I do not understand WHY most Republicans cannot appreciate this fact. I thought Republicans were supposed to support family values and business. In what way could a Republican rationalize an erosion of education or health services (that affect children and elders in families) or fail to see the business sense of investment in operating a quality entity. How is it that "business interests" have come to represent inhumane slashing, politicking, and sophist arguments that belie the economic sense of the foregoing statement?

How disingenuous is it for almost the entire house - Democrats and Republicans alike - to kill the proposed Education cuts, yet only ONE PARTY will actually support a new REVENUE model to fund it. I mean, if you're going to vote it down, you darned well better FUND the alternative.

We are watching. Many of us understand PRECISELY what some of you are up to.
Without further ado, I sincerely encourage you to do the right thing.

========================

Dear Michigan Legislator,

I am urging you to stop following the prevailing attitudes and opinions in Michigan's House and Senate and start doing the job you were elected to do. We need you, as our elected representative, to stop acting as if you were sent on some kind of colonial crusade to save us all from the evil governmental "dragon". Please start working instead as our proxies or our honest brokers. Find a way to work within and for the system you have chosen to work for: Michigan's democratic government.
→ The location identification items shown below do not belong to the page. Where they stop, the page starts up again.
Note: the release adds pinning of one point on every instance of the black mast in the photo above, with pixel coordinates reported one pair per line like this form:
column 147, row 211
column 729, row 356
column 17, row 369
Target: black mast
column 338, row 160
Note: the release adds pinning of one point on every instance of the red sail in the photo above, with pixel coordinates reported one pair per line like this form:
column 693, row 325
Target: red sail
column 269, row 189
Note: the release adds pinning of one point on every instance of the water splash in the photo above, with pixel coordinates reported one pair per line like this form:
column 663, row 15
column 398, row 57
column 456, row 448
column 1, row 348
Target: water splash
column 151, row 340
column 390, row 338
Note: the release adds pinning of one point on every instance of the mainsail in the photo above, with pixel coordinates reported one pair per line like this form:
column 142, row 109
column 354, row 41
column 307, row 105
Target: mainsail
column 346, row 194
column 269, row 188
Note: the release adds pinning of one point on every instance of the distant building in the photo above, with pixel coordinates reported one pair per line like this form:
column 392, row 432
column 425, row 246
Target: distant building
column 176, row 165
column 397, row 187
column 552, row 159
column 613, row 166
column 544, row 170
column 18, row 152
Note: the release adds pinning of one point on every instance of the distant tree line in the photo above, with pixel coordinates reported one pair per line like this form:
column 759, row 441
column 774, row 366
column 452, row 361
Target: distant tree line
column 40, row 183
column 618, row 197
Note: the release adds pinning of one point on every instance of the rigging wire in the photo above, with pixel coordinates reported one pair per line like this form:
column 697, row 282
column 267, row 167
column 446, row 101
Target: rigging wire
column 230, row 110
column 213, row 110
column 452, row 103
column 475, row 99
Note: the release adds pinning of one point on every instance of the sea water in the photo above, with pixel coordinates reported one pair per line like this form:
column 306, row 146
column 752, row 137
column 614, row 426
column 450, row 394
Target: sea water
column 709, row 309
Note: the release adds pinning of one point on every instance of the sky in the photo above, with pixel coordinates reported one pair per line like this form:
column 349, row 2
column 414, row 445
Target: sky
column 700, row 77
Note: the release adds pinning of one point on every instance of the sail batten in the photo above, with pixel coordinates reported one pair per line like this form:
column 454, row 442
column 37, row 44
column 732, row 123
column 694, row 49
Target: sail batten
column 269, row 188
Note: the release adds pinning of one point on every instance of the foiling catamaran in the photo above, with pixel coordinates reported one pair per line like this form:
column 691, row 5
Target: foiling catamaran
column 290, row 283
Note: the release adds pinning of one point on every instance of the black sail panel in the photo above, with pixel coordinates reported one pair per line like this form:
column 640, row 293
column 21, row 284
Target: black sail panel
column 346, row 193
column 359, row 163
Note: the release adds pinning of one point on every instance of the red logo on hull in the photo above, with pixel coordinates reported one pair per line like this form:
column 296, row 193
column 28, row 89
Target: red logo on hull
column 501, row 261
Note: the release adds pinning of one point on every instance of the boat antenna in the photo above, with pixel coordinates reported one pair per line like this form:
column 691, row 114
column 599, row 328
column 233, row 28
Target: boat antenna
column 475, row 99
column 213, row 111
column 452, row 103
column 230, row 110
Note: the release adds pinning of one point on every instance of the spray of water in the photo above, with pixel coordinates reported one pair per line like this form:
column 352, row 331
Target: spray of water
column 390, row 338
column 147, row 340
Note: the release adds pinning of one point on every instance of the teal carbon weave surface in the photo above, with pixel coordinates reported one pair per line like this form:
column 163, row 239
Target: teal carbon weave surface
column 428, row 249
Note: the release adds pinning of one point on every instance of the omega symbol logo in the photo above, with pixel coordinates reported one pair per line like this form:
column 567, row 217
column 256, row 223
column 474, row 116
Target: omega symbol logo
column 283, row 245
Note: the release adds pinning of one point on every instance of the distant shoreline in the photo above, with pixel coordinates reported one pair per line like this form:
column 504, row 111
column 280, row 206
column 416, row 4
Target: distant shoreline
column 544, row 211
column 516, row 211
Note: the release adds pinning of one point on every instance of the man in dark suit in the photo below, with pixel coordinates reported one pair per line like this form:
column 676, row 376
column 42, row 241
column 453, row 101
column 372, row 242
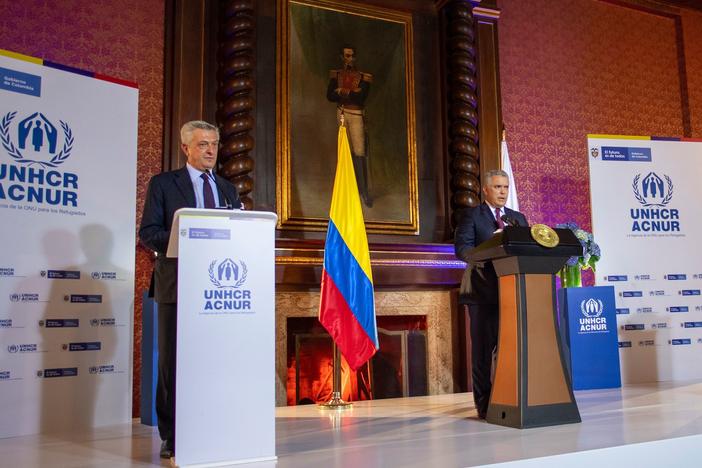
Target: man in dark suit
column 479, row 287
column 193, row 186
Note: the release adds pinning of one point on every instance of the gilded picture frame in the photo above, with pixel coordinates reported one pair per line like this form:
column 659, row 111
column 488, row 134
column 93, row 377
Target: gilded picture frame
column 334, row 58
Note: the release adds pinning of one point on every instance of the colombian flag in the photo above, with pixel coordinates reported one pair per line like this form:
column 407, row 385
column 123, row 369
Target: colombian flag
column 346, row 308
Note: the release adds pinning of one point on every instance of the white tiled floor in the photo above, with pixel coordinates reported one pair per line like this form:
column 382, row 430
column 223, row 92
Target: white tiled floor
column 437, row 431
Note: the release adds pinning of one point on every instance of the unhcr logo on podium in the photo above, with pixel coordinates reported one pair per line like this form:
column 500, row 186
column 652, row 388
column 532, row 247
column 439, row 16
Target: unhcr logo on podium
column 654, row 194
column 228, row 277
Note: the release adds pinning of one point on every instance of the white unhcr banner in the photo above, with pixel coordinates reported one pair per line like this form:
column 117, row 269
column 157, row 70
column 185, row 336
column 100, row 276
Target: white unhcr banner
column 646, row 218
column 67, row 204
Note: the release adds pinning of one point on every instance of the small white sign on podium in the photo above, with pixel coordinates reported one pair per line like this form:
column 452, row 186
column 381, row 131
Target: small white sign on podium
column 225, row 371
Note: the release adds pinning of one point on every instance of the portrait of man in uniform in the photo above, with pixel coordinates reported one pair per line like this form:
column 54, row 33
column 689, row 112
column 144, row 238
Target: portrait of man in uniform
column 363, row 62
column 348, row 88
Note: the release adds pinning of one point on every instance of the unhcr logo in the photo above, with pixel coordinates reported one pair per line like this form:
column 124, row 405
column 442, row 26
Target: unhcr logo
column 654, row 193
column 227, row 274
column 229, row 297
column 592, row 322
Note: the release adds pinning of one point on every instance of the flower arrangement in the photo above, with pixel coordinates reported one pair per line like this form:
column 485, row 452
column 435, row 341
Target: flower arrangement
column 571, row 273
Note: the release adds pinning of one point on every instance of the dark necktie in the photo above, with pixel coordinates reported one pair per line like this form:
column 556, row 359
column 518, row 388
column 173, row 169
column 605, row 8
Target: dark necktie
column 500, row 223
column 207, row 191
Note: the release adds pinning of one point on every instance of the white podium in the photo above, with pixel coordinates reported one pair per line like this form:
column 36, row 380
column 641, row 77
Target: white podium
column 225, row 371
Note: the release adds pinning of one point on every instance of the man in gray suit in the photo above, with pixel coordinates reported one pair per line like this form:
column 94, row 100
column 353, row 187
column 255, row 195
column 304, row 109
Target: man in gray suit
column 193, row 186
column 479, row 292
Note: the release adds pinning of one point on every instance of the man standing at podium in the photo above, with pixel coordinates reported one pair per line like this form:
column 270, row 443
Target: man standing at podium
column 479, row 285
column 192, row 186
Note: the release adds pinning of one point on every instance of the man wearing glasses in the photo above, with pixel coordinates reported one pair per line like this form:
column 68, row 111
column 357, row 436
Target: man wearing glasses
column 193, row 186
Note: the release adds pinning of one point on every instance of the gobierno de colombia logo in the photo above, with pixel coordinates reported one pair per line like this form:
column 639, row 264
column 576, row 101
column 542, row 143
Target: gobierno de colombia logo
column 228, row 295
column 654, row 193
column 36, row 150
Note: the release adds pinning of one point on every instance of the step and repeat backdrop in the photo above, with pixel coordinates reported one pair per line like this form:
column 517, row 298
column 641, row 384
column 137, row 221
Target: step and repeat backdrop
column 647, row 218
column 67, row 197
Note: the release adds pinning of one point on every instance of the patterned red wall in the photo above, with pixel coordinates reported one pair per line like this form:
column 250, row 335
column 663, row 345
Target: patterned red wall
column 120, row 38
column 574, row 67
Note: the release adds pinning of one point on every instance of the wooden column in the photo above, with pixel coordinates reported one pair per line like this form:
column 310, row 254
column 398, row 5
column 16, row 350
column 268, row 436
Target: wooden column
column 486, row 14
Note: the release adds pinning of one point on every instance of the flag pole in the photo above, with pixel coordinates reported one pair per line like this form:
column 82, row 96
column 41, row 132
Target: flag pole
column 336, row 402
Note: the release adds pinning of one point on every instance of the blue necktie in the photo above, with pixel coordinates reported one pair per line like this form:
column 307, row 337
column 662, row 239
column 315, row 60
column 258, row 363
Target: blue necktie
column 207, row 191
column 500, row 223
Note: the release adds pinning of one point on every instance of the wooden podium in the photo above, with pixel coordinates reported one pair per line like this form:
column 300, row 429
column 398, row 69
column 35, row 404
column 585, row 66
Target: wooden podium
column 531, row 387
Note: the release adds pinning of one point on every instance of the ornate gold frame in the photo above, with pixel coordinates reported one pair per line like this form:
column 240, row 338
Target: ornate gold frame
column 283, row 148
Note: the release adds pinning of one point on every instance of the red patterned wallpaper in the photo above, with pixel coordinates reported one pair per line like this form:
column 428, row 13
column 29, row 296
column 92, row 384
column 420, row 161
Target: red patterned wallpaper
column 574, row 67
column 119, row 38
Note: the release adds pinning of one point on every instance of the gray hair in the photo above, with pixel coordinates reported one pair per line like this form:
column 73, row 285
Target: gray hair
column 186, row 131
column 494, row 173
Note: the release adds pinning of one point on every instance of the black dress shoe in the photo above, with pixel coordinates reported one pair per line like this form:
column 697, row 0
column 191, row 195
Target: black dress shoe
column 167, row 449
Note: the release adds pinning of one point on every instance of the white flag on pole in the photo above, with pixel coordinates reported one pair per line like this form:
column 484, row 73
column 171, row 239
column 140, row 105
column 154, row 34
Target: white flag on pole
column 512, row 201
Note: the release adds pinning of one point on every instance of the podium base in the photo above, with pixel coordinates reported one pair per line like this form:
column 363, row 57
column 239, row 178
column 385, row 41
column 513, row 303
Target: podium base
column 533, row 416
column 336, row 403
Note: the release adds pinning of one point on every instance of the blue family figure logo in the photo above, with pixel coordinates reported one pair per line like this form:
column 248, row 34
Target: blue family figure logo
column 227, row 274
column 652, row 190
column 36, row 140
column 592, row 307
column 39, row 127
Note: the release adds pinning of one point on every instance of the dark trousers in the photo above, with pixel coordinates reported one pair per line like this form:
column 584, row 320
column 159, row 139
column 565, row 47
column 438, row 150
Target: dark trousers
column 484, row 325
column 165, row 388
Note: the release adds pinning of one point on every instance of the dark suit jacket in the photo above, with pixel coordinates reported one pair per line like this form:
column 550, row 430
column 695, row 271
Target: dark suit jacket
column 476, row 226
column 168, row 192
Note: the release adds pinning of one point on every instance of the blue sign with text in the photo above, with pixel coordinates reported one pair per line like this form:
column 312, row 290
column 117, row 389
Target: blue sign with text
column 589, row 327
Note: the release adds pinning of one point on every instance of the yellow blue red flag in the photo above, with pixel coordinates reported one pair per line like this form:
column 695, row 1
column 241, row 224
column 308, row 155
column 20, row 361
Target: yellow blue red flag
column 347, row 308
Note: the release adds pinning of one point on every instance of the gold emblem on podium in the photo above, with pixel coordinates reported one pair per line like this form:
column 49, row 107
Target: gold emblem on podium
column 544, row 235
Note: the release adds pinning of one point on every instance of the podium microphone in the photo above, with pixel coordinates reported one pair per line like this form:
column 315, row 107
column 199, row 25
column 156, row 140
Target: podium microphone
column 228, row 203
column 509, row 221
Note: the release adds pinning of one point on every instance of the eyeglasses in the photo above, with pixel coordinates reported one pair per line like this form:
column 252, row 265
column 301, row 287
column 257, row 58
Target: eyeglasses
column 203, row 145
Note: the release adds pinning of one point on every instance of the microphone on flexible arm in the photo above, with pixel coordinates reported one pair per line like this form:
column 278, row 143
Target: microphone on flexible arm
column 509, row 221
column 228, row 203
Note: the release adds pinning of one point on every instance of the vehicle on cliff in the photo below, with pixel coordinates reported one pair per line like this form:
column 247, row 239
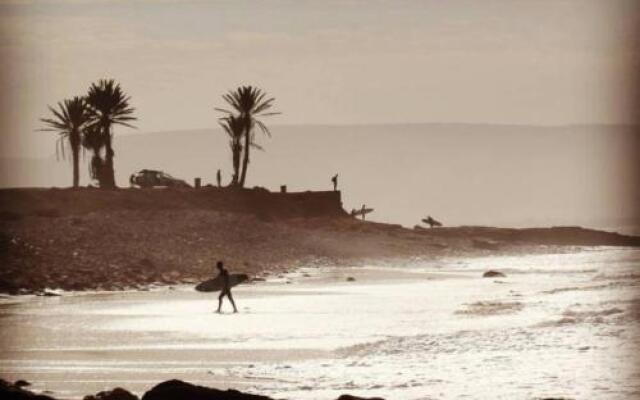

I know you are continually inundated with fact after fact about how to fix dozens of issues facing Michigan. I would not claim you have chosen an easy job. However, there are several things I would like you to do as you consider the myriad solutions to our complex problems:

1. Work to stop the rancorous rhetoric blaring from the Lansing.
2. Set aside iconic partisan positions, especially those that cull followers through media repetition but are really more like shallow brands designed to achieve hidden, distorted or misguided agendas.
3. Employ critical thinking and use your best judgment. Stop throwing all your efforts at gallant but futile efforts to save us from ourselves when in reality you are promoting the erosion of our public support systems (schools, communities, infrastructure, employment, clean environment, healthy citizenry, etc.).
4. Please project your intelligence beyond your tenure! We need you now more than ever to employ both your vision and your rationality.

Granted, these are general concepts and easier to list than achieve. However, it is critical that you meet with other legislators, set some ground rules (like 1 through 4 above), and consider all our future needs across the widest range of functions that this state's citizenry has obligated itself to provide. Then rationally devise realistic and demonstrable strategies to move Michigan in that direction. Even if we don't agree on every detail, we should be able to produce a consistent set of needs and resources around which to build consensus and to move us where we need to go.

I for one will be looking very closely at those choosing to run in the coming election year to see who can meet their obligations to the families still choosing Michigan as the best place to live decent lives in safe, healthy and rewarding circumstances. For any so-called Michigan leader to remain committed to "cutting the fat" after what Michigan has been through is a sure way to sign for me that they need to go!